Si può dividere l’Ucraina in tre: un’opinione pubblica largamente disincantata e stanca; un’opposizione di destra radicale nazionalista ed antirussa; una leadership che coltiva progetti euro-atlantici largamente onirici e che si legittima con l’emergenza permanente. Nella società civile ucraina non esiste consenso sulla continuazione del conflitto, anche se la destra nazionalista, minoritaria ma sovrarappresentata nel dibattito pubblico, è la più vocale e intransigente nella contrapposizione alla Russia e a tutto quanto è russo, compresa la lingua.

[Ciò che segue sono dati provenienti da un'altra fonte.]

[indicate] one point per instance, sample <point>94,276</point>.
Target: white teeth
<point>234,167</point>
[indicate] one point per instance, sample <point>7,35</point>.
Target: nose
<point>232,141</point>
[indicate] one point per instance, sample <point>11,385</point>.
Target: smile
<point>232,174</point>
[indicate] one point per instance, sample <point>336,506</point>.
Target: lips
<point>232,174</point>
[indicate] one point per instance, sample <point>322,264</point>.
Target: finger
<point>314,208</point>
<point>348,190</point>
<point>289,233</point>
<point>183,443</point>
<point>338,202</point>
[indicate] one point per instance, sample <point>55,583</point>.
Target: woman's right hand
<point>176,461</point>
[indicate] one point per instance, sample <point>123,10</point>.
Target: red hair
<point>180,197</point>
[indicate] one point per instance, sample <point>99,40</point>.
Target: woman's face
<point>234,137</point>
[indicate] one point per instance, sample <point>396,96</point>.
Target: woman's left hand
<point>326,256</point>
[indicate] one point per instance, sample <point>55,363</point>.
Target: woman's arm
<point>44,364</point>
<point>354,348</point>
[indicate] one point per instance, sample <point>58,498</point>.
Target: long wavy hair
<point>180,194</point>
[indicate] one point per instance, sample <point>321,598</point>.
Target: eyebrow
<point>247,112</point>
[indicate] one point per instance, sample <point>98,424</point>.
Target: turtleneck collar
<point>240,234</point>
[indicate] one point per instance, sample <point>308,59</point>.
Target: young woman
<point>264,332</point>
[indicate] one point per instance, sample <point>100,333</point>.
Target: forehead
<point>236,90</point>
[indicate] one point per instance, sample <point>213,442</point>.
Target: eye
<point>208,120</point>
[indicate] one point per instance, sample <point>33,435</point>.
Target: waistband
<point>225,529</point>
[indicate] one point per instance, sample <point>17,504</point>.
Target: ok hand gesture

Significativamente, giorni fa la portavoce del Presidente, Iulia Mendel’ ha ricordato in televisione che ‘come esiste una lingua inglese americana, può esistere anche un russo ucraino’. Togliere di mezzo almeno la controversia della lingua (la pretesa cioè che mezzo paese smetta di parlare russo per l’ucraino) significherebbe privare la Russia del pretesto di agire in difesa della minoranza russofona.

Insomma, è improbabile che scoppierà una guerra aperta, se l’Ucraina saprà mantenere il sangue freddo e non cederà a provocazioni (uno scenario simile alla Georgia del 2008).

Nel frattempo, le tensioni giocano a favore del disegno strategico di Biden, che, ormai è chiaro, ha suonato per tutti la fine della ricreazione: con la Russia non sono possibili posizioni intermedie, accordi commerciali sganciati da una intesa politica comprensiva. È tempo per tutti gli alleati occidentali, quantunque riluttanti, di riallinearsi e stringere i ranghi, mentre tra i due leaders, Biden e Putin si prepara un faccia a faccia, al quale nessuno dei due vuole giungere in posizione di debolezza.

La partita di poker è appena iniziata, e la posta non è niente di meno che la sopravvivenza politica di Vladimir Putin.